Lenovo unveiled $8.8 billion in revenue which amounted to a 10% year-over-year surge. And when you couple that with $170 million in profit it because a patent fact that Lenovo is having a lucrative run.
But one thing that isn’t so obvious is that Lenovo is actually becoming a mobile-first, PC plus, company. Lenovo revealed that tablet and smartphone sales usurped PC sales which established Lenovo as the fourth largest smartphone supplier in the world.
Yang Yuanqing, CEO of Lenovo weighed in with his thoughts:
In a tough PC market, Lenovo became the clear #1 for the first time and continues to improve profitability. Our strong performance in PC is fueled by balanced growth, through our consistent execution of the right strategy. While driving profitable growth in our core PC business, we are rapidly transforming our company into a PC Plus company. The PC Plus market requires fast, efficient innovation as it moves quickly from premium products to mainstream ones and from mature market domination to emerging market hyper growth. This kind of market plays to Lenovo’s proven strengths. Lenovo is now better positioned than our competition to take advantage of these clear trends.

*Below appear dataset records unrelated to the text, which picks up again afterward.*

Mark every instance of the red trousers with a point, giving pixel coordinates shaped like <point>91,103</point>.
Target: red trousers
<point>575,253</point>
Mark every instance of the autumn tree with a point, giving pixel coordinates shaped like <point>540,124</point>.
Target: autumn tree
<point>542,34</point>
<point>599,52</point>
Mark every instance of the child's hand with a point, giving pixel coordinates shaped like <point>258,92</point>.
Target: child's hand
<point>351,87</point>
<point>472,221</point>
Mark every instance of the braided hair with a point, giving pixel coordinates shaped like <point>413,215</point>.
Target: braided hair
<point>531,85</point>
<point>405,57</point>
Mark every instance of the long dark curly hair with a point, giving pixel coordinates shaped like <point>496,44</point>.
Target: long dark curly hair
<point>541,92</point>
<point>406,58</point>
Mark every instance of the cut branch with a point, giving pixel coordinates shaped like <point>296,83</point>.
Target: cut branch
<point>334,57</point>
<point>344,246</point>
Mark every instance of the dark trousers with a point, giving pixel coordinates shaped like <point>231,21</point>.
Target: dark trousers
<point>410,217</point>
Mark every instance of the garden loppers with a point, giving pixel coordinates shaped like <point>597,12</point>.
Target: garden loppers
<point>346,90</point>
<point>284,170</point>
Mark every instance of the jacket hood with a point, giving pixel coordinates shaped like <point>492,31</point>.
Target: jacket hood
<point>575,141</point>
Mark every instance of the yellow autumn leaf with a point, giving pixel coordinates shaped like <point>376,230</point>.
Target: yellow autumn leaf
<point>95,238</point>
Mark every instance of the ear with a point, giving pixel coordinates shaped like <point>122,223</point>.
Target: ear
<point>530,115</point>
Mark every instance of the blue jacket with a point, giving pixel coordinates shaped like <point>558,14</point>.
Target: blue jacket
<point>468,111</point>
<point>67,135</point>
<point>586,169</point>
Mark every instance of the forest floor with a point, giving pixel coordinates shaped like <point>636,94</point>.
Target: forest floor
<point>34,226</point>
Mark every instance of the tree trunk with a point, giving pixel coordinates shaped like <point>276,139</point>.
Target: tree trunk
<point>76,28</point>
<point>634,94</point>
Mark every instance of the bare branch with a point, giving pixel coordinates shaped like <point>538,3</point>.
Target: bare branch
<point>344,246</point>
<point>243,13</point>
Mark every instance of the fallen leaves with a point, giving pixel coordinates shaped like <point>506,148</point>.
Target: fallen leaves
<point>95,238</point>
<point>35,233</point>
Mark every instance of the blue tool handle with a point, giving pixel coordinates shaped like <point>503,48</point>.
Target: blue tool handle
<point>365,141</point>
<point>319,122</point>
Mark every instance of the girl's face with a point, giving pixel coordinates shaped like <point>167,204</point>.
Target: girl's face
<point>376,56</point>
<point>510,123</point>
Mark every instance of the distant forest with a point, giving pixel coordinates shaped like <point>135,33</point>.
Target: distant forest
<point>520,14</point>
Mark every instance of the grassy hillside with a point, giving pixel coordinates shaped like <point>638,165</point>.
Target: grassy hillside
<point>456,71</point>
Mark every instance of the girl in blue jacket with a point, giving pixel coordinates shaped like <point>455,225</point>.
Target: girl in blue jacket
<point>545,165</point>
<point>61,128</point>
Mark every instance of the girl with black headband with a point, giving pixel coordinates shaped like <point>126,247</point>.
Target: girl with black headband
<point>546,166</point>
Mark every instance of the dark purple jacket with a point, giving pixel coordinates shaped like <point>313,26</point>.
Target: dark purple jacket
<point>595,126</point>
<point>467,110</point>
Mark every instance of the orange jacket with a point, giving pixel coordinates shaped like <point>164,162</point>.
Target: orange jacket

Lenovo plans to continue its accelerated reach in a post-PC era and will continue to refine it’s mobile presence. The only weakness I could find were the comparatively vapid Q4 results from Lenovo’s laptop business. It slid to $4.2 billion dollars which is a 2% drop but that’s not so bad when you put this blemish in the market context.
So far this year, global computer shipments across all vendors dived almost 14% to about $76 million.
The bottom line is that laptops and PC sales continue to decline as tablets and smartphones become increasingly ascendant.
Mobile mania hasn’t abated and Americans are still flocking in droves to join the gadget trend. And based off Mr Yuanqing’s comments and his strong Q1 results from the mobile space, I’m going to deduce that we won’t have to wait long before Lenovo unveils a sparkling new, lighter, sleeker smartphones designed to compete with Samsung and Apple.
Let’s see what Lenovo comes up with.